Israel and Sweden: An unnecessary diplomatic crisis

The blood libels beloved of anti-Semites through the ages echoed clearly from the unsupported op-ed article freelance reporter Donald Bostrom ran in the Swedish Aftonbladet newspaper last week.
All the same, debkafile‘s political sources say the diplomatic crisis which has since blown up between Israel and Sweden would have faded quickly had a lot less noise issued from Jerusalem and Stockholm acted with less arrogance. As it is, the European and some US media seized on the tiff and trotted freelancer Bostrom out to repeat the offending charge.

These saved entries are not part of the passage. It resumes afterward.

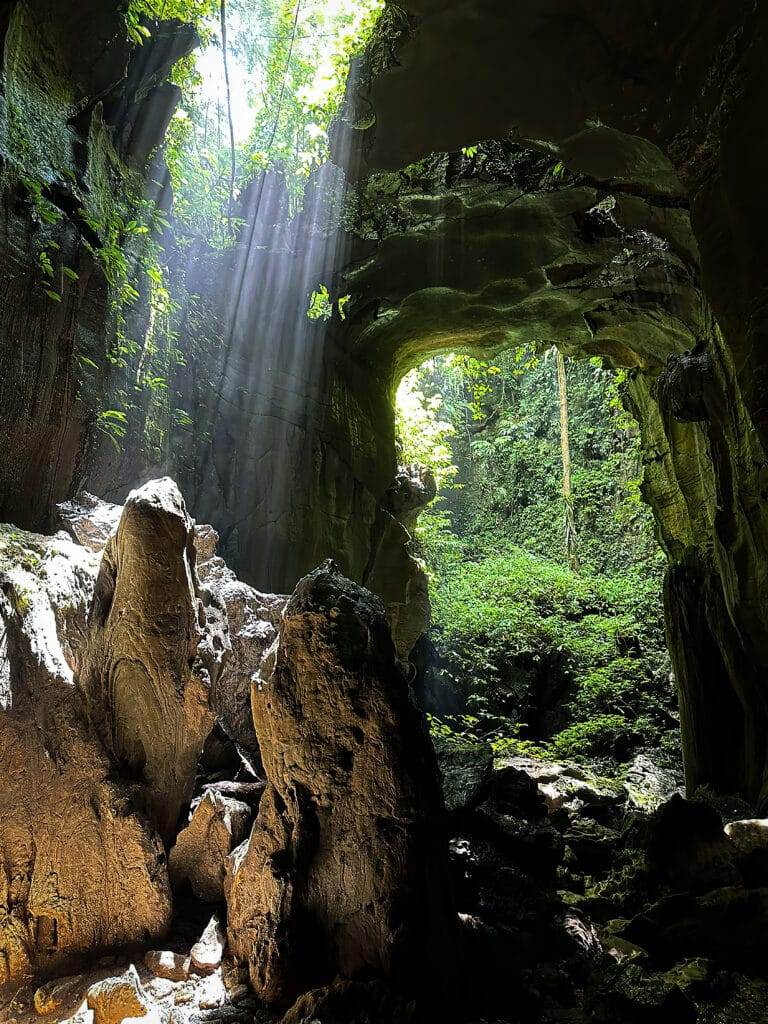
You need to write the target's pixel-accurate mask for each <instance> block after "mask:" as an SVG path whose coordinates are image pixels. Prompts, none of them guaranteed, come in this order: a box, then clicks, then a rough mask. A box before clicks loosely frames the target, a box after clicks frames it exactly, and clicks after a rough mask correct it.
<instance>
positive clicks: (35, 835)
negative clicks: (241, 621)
mask: <svg viewBox="0 0 768 1024" xmlns="http://www.w3.org/2000/svg"><path fill="white" fill-rule="evenodd" d="M0 563H1V565H0V591H1V593H0V617H1V618H2V629H3V641H2V646H1V647H0V764H2V778H1V779H0V984H2V983H3V982H5V981H8V980H9V979H11V978H20V977H24V976H25V975H29V974H31V973H33V972H34V973H36V974H42V973H47V972H53V971H60V970H61V969H62V968H63V967H65V965H66V964H67V963H68V962H69V961H71V959H73V958H77V957H78V956H80V955H83V954H85V953H88V954H92V953H93V952H94V951H96V950H99V949H104V948H108V947H111V946H122V945H125V944H126V943H129V942H135V941H141V940H143V939H144V938H145V937H146V936H151V935H152V936H159V935H161V934H162V933H163V932H164V931H165V929H166V928H167V926H168V925H169V922H170V915H171V898H170V889H169V885H168V876H167V870H166V863H165V851H164V850H163V845H162V843H161V841H160V838H159V837H158V836H157V834H156V833H155V831H154V830H153V829H152V828H151V827H150V825H148V824H147V822H146V821H145V820H144V819H143V818H142V817H140V816H139V815H138V814H137V813H136V808H135V805H134V803H133V801H132V797H131V792H130V788H129V786H128V785H126V784H125V783H124V782H123V781H121V778H120V775H119V773H118V772H116V770H115V768H116V766H115V763H114V761H113V760H112V759H111V758H110V757H109V756H108V754H106V752H105V751H104V749H103V746H102V745H101V743H100V741H99V739H98V737H97V735H96V734H95V732H94V731H93V730H92V729H91V728H90V726H89V725H88V720H87V716H86V709H85V701H84V699H83V695H82V693H81V692H80V691H79V689H78V688H77V687H76V686H75V684H74V677H73V670H74V669H75V668H76V665H77V662H78V659H79V658H80V657H81V656H82V653H83V644H84V642H85V638H86V635H87V630H86V610H87V607H88V604H89V603H90V600H91V595H92V592H93V585H94V581H95V577H96V568H97V559H96V557H95V556H94V555H93V554H91V553H90V552H89V551H88V550H87V549H85V548H81V547H77V546H76V545H74V544H72V543H71V542H70V541H69V540H67V539H66V538H65V537H63V536H62V535H59V536H57V537H55V538H42V537H36V536H34V535H28V534H23V532H20V531H16V530H14V529H12V528H11V527H3V528H2V539H1V540H0Z"/></svg>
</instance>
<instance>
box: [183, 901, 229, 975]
mask: <svg viewBox="0 0 768 1024" xmlns="http://www.w3.org/2000/svg"><path fill="white" fill-rule="evenodd" d="M225 945H226V935H225V934H224V929H223V928H222V927H221V922H220V921H219V919H218V916H217V915H216V914H214V915H213V916H212V918H211V920H210V921H209V922H208V924H207V925H206V927H205V929H204V930H203V934H202V935H201V937H200V938H199V939H198V941H197V942H196V943H195V945H194V946H193V947H191V949H190V951H189V959H190V961H191V962H193V964H194V966H195V967H196V968H197V969H198V971H200V972H202V973H203V974H207V973H208V972H209V971H214V970H215V969H216V968H217V967H218V966H219V964H220V963H221V957H222V955H223V953H224V946H225Z"/></svg>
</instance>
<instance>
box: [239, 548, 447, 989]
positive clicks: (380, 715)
mask: <svg viewBox="0 0 768 1024" xmlns="http://www.w3.org/2000/svg"><path fill="white" fill-rule="evenodd" d="M273 657H274V664H273V669H272V670H271V672H270V673H269V675H268V676H265V677H264V679H263V681H262V682H261V683H260V684H259V685H256V686H254V691H253V711H254V721H255V724H256V731H257V733H258V735H259V741H260V743H261V754H262V758H263V762H264V769H265V772H266V776H267V780H268V784H267V788H266V792H265V793H264V796H263V797H262V800H261V804H260V805H259V812H258V817H257V820H256V823H255V825H254V828H253V831H252V834H251V838H250V840H249V841H248V843H247V844H246V845H244V846H243V847H241V848H240V849H239V850H238V851H236V853H234V854H233V855H232V858H231V877H230V878H229V879H228V887H227V904H228V911H229V914H228V932H229V942H230V945H231V947H232V949H233V950H234V952H236V954H237V955H238V956H239V957H241V958H243V959H245V961H247V962H248V963H249V965H250V975H251V982H252V984H253V986H254V988H255V990H256V992H257V994H259V995H260V996H261V997H262V998H263V999H264V1000H265V1001H266V1002H267V1004H272V1005H278V1006H280V1005H283V1006H285V1005H290V1004H291V1002H292V1001H293V1000H294V999H295V998H296V997H297V996H298V995H299V994H300V993H301V992H302V991H304V990H306V989H307V988H310V987H312V986H313V985H316V984H318V983H322V982H323V981H324V980H327V981H330V980H331V979H333V977H334V976H335V975H337V974H338V975H341V976H342V977H343V978H347V979H351V978H354V977H355V976H357V975H359V974H360V973H369V974H372V975H374V976H378V977H380V978H382V979H385V980H388V981H391V983H392V984H393V985H394V986H395V989H396V991H397V992H398V993H399V994H402V995H403V996H407V995H408V993H409V992H412V993H416V992H418V991H420V990H423V989H429V988H431V987H434V986H435V985H437V986H438V988H439V986H440V985H441V984H442V981H441V980H440V979H444V978H445V975H446V974H449V975H450V972H451V964H452V938H453V923H452V913H451V898H450V895H449V891H447V888H446V883H447V880H446V873H445V866H446V865H445V859H444V858H445V852H444V844H443V842H441V839H440V820H441V814H442V800H441V795H440V787H439V781H438V776H437V770H436V765H435V760H434V754H433V752H432V749H431V745H430V743H429V739H428V737H427V734H426V732H425V730H424V725H423V722H422V719H421V717H420V715H419V713H418V712H417V710H416V708H415V707H414V706H413V705H412V703H411V700H410V697H409V693H408V685H407V682H406V678H404V676H403V674H402V672H401V670H400V669H399V667H398V665H397V663H396V658H395V652H394V649H393V647H392V642H391V639H390V634H389V629H388V627H387V624H386V618H385V615H384V608H383V606H382V604H381V603H380V601H379V600H378V599H377V598H375V597H374V596H373V595H372V594H370V593H369V592H368V591H365V590H364V589H361V588H360V587H358V586H356V585H355V584H353V583H351V582H350V581H348V580H346V579H344V577H343V575H342V574H341V573H340V572H339V570H338V568H337V567H336V565H335V564H334V563H333V562H330V561H329V562H325V563H324V564H323V565H322V566H321V567H319V568H318V569H316V570H315V571H314V572H312V573H310V574H309V575H308V577H306V578H305V579H304V580H302V581H301V582H300V583H299V585H298V586H297V588H296V590H295V592H294V594H293V595H292V597H291V599H290V600H289V602H288V605H287V607H286V612H285V621H284V625H283V628H282V631H281V634H280V638H279V641H278V643H276V645H275V648H274V651H273Z"/></svg>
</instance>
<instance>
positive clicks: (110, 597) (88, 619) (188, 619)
mask: <svg viewBox="0 0 768 1024" xmlns="http://www.w3.org/2000/svg"><path fill="white" fill-rule="evenodd" d="M195 563H196V556H195V525H194V522H193V520H191V519H190V518H189V516H188V515H187V512H186V508H185V506H184V502H183V499H182V498H181V495H180V494H179V492H178V488H177V487H176V485H175V484H174V483H173V481H172V480H170V479H168V478H165V479H163V480H155V481H152V482H151V483H147V484H146V485H145V486H144V487H141V488H140V489H139V490H136V492H133V493H132V494H131V495H129V497H128V501H127V502H126V504H125V508H124V509H123V514H122V516H121V519H120V525H119V526H118V530H117V534H116V535H115V537H113V538H111V539H110V541H109V542H108V544H106V547H105V548H104V551H103V555H102V558H101V565H100V568H99V572H98V578H97V580H96V585H95V591H94V597H93V604H92V606H91V609H90V613H89V616H88V643H87V646H86V649H85V653H84V657H83V663H82V667H81V669H80V673H79V682H80V686H81V687H82V690H83V692H84V694H85V696H86V700H87V703H88V713H89V716H90V719H91V721H92V722H93V725H94V727H95V728H96V730H97V732H98V734H99V736H100V737H101V740H102V742H103V744H104V748H105V750H106V751H108V753H109V754H110V755H111V756H112V757H113V758H114V759H115V761H116V762H117V764H119V765H120V766H121V769H122V770H123V772H124V773H125V774H126V775H127V777H128V778H132V779H134V780H135V781H137V782H139V783H140V788H139V791H138V792H139V794H140V796H139V800H140V801H142V802H143V803H144V806H145V810H146V812H147V814H148V816H150V818H151V820H152V822H153V824H154V825H155V827H156V828H157V829H158V830H159V831H160V834H161V835H162V836H163V837H164V839H166V840H170V839H171V838H172V837H174V836H175V833H176V825H177V822H178V817H179V812H180V810H181V807H182V805H183V804H184V803H186V802H187V801H188V800H189V799H190V797H191V793H193V785H194V782H195V773H196V769H197V764H198V759H199V757H200V753H201V751H202V749H203V744H204V742H205V740H206V737H207V736H208V734H209V732H210V731H211V729H212V727H213V723H214V718H215V715H214V712H213V709H212V707H211V702H210V692H211V686H212V684H213V683H214V681H215V680H216V678H217V676H218V673H219V671H220V667H221V663H222V660H223V658H224V656H225V653H226V651H227V649H228V638H227V633H226V616H225V612H224V609H223V606H222V604H221V602H220V601H218V600H217V599H215V598H214V597H213V595H212V594H211V593H210V592H208V591H203V590H201V588H200V586H199V583H198V579H197V573H196V568H195Z"/></svg>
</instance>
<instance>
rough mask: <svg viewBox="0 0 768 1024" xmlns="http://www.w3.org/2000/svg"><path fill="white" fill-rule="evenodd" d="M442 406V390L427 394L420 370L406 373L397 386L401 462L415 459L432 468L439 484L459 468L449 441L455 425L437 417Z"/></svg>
mask: <svg viewBox="0 0 768 1024" xmlns="http://www.w3.org/2000/svg"><path fill="white" fill-rule="evenodd" d="M441 406H442V396H441V395H440V394H433V395H431V396H427V395H425V393H424V391H422V390H421V389H420V386H419V371H418V370H412V371H411V373H408V374H406V376H404V377H403V378H402V380H401V381H400V385H399V387H398V388H397V396H396V402H395V414H396V422H395V430H396V433H397V442H398V449H399V451H398V461H399V462H400V464H401V465H409V464H414V463H416V464H418V465H421V466H424V467H425V468H426V469H429V470H431V472H432V474H433V475H434V478H435V481H436V483H437V486H438V487H439V486H442V485H444V484H445V483H447V481H450V480H452V479H453V477H454V476H456V474H457V472H458V467H457V466H455V465H454V463H453V457H452V452H451V444H450V442H449V438H450V437H452V436H453V435H454V434H455V433H456V428H455V427H454V426H453V424H451V423H449V422H447V421H446V420H440V419H438V411H439V409H440V407H441Z"/></svg>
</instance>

When Israel demanded that the Swedish government’s condemn the “blood libel against Jews,” the Swedish foreign minister asserted pompously that Sweden has a free press. Israeli foreign minister Avigdor Lieberman then commented that press freedom does not include the right to lie and libel. He added “This is reminiscent of Sweden’s stand during World War II.”
Bostrom’s article drew on one Palestinian family’s claim in the 1990s that they suspected the Israeli military of stealing the organs of their son whose body was returned five days later after he was killed by Israeli forces. Their suspicion was based on a cut in his midsection. Another 20 Palestinian families then stepped up with the same charge.
When asked, the Israeli military spokesman explained that in the 1990s, autopsies were routine for Palestinians killed in clashes to ascertain that Israeli troops had acted in accordance with their orders and rules of engagement.
Bostrom dragged in as inspiration for his article the New Jersey scandal which alleged the private sale of a kidney from a donor in Israel. He then hinted by innuendo that former prime minister Ehud Olmert, who was health minister at the time, was responsible for the theft of Palestinian organs for sale.
His article was therefore not based on any real investigation except for quoting Palestinians clearly eager to provide impetus for any vicious piece of propaganda against Israel or Jews. Nonetheless, Afftonbladet decided to run the piece.
debkafile‘s military sources add: Palestinian authorities come up with all sorts of reasons for objecting to these autopsies because they deny their propagandists fodder for cases against the IDF. But this time, they found a willing instrument in the Swedish press for heaping calumny on the Israeli military.
Therefore, although this affair was essentially an Israeli issue with the Palestinians, foreign minister Lieberman managed by verbal overkill to make it an issue between Israel and Sweden. His demand for Stockholm to condemn the article would be hard to uphold. The Israeli government does nothing to stop the flourishing home-grown opposition groups who never tire of accusing the IDF of war crimes. Those charges usually turn out to be bogus after capturing big headlines in the national and international media. Yet the Israeli government never takes the offensive against them, so it is hardly in a position to demand that the Swedish government stamp down on a single newspaper.
But Lieberman, whom prime minister Binyamin Netanyahu has sidelined on most spheres of foreign policy excepting Israel-Russian relations – in which he has not done too brilliantly – was apparently keen on hauling himself back onto the front pages. Instead of resorting to discreet diplomacy or, say, organizing a boycott of Swedish products in Israel and the US, or discouraging Jewish tourism, he declared: “A country which really wants to defend democratic values must strongly condemn false reports that reek of anti-Semitism.”
To his surprise, Swedish prime minister Fredrik Reinfeldt and foreign minister Carl Bildt hit back with their own heavy guns. They too may have been prompted by domestic political considerations when they refused point blank to condemn Aftonblatd for its article or even issue a statement that it was unfounded.
They even reprimanded the Swedish ambassador in Israel Elizabet Borsiin Bonnier for saying the article was “as shocking and appalling to us Swedes as it is to Israeli citizens.”
The Swedish foreign minister further incensed Lieberman by going over his head and telephoning Uzi Arad, the prime minister’s national security adviser in Jerusalem in an effort to put the issue to rest.
By then it was too late. The two governments were on a collision course. An Israeli minister had accused the Swedish government, which is the current chairman of the European Union, of supporting anti-Semitism, while Sweden had said Israel does not understand Swedish democracy.
With all due respect, the Swedish prime minister and foreign minister ought to understand that accusing Israel and American Jews of trafficking in stolen Palestinian organs is hardly an exercise in democracy. They are in fact defending a classical anti-Semitic blood libel and in these circumstances, Foreign Minister Bildt would be well advised to call off his planned visit to Israel in two weeks.